I have ERP POS with “Credit Card” as Mode of Payment, and because we must set the default account, I set it to “HSBC Savings”. Basically, everytime a customer pays an item with a credit card, the credit card processing company “Chase” will deposit the money into the company bank account called “HSBC Savings”.
But then, I also have purchase invoice with payment method as Credit Card, and that Credit Card mode of payment is linked to an account “HSBC VISA” that is a current liabilities account.
But now everytime I entered a purchase invoice with “Is PAID” option, in the payment section, I select Credit Card as mode of payment, but it will automatically fetched the next value as “HSBC Savings” which I had to set in the default for the POS to work. But I have to changed it back manually from “HSBC Savings” to “HSBC VISA”.
Is it a normal behavior? Or am I missing something?
How can we have the default in purchases credit card using a different default account for sales credit card if both credit card is linked to mode of payment without the ability to differentiate between sales or purchase.
Do I have to create a same mode of payment for each purchase and sale? For example, a mode of payment called “Credit Card Sales” = “HSBC SAVINGS” (default account) and “Credit Card Purchases” = “HSBC VISA” (default account) ?

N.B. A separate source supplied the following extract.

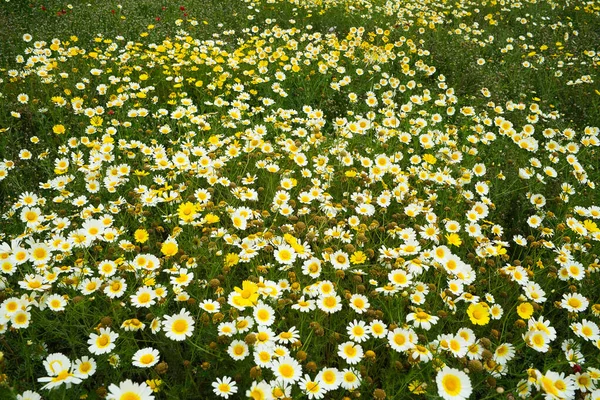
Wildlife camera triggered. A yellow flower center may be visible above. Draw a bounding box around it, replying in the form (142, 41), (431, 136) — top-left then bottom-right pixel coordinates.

What you are trying to do is not really consistent with how
Mode of Payment is designed to work. Incoming credit card payments made by customers (and then deposited into your savings account) is a different mode of payment than payments you make with your company credit card.
The fact that they’re both “credit cards” is not really the important point here. What’s important is that they have different impacts on your books, exactly like you’re finding. The idea here is that you would have one mode of payment called something like “Customer Credit Card”, pointing to your HSBC savings account and another mode of payment called “Company Credit Card” pointing to your HSBC Visa liabilities account.
Thanks that makes sense.
On the other hand, I also have a problem and I am not sure what is the difference between (balance sheet):
Stock in hand - Variation of stocks (this happens when I don’t put an opening stock when creating an item, and have Update Stock checked when entering a purchase invoice paid)

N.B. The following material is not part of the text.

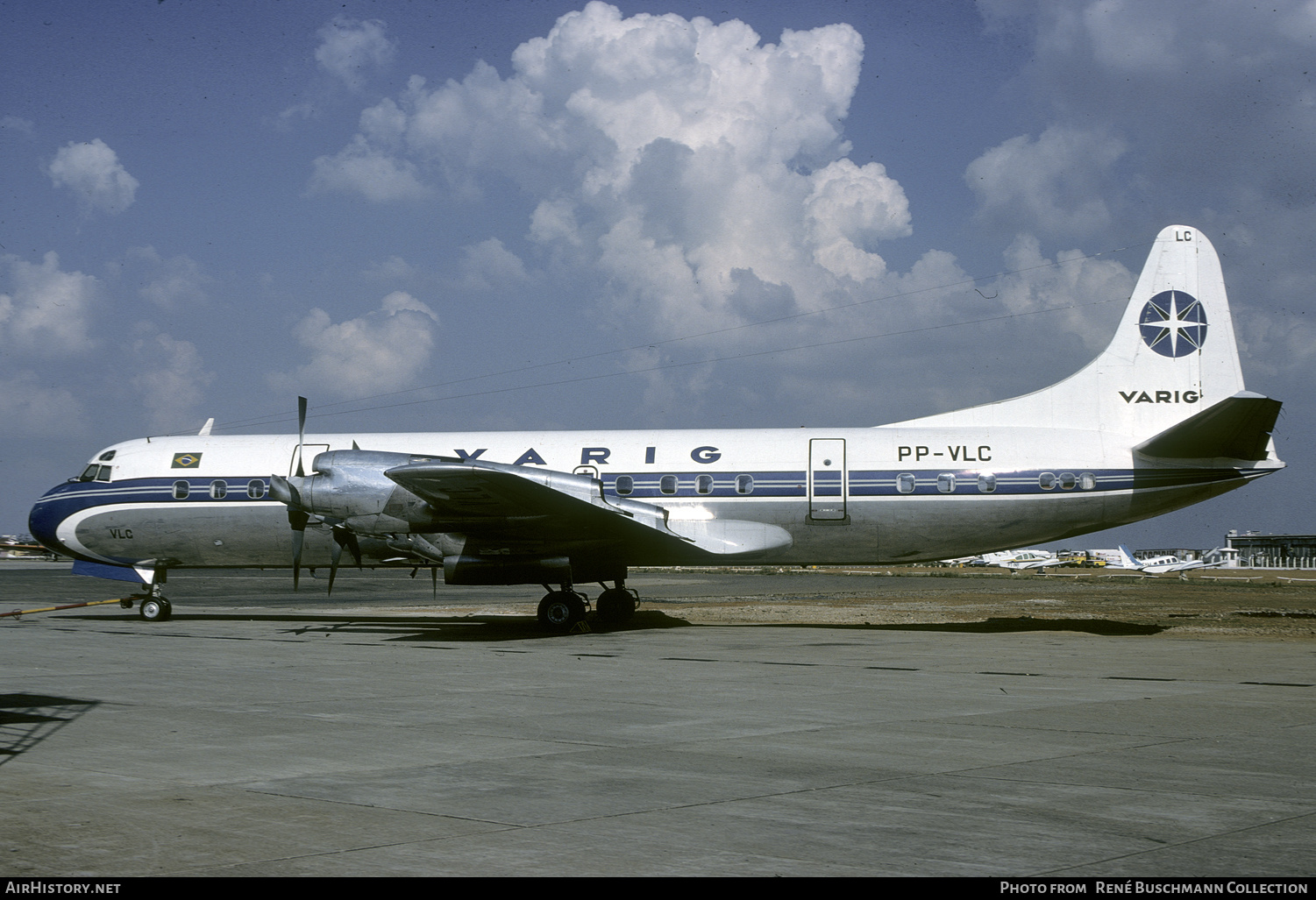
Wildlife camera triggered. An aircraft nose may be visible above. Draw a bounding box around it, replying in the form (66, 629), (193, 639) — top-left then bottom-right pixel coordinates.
(28, 485), (73, 556)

Stock received but not billed (this happens when I put an opening stock number for an item, but only enter the purchase invoice paid with no Update Stock checked, it will automatically generate an amount in Stock received but not billed. No variation stock is entered.)

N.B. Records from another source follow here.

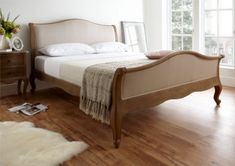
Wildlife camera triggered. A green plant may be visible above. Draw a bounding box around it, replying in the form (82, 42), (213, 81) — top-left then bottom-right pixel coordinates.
(0, 9), (20, 39)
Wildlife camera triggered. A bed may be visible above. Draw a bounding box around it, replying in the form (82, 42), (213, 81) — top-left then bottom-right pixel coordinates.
(29, 19), (223, 148)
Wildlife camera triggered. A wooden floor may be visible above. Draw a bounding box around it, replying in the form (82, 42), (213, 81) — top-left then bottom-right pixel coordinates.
(0, 88), (235, 166)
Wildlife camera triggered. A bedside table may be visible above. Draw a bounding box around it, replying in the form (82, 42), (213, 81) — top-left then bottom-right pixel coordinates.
(0, 51), (29, 97)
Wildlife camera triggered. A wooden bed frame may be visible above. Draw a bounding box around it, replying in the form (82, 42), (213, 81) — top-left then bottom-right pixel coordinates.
(29, 19), (223, 148)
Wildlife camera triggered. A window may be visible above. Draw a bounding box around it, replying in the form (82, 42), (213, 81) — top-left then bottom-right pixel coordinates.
(168, 0), (235, 67)
(170, 0), (193, 50)
(204, 0), (234, 66)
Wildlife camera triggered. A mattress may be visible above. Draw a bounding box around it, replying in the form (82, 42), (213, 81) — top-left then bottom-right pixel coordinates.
(35, 52), (147, 86)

A) Should and is there a way I can put the stock FROM Stock received but not billed TO Stock in hand?
B1. Create a New item with Opening Stock 10, valuation rate 0. Then Create a purchase invoice with Item buying price of 2.33$ and set quantity 10. Do not check Update Stock.
B2. Create a New item with No opening stock and no valuation rate. Then Create a purchase invoice with Item buying price of 2.33$ and set quantity 10. Check Update Stock.
Q: Will B1 and B2 perform the same and will not show difference in balance sheets and cost of goods?
This is a very different question, so you’re probably best off making a new thread.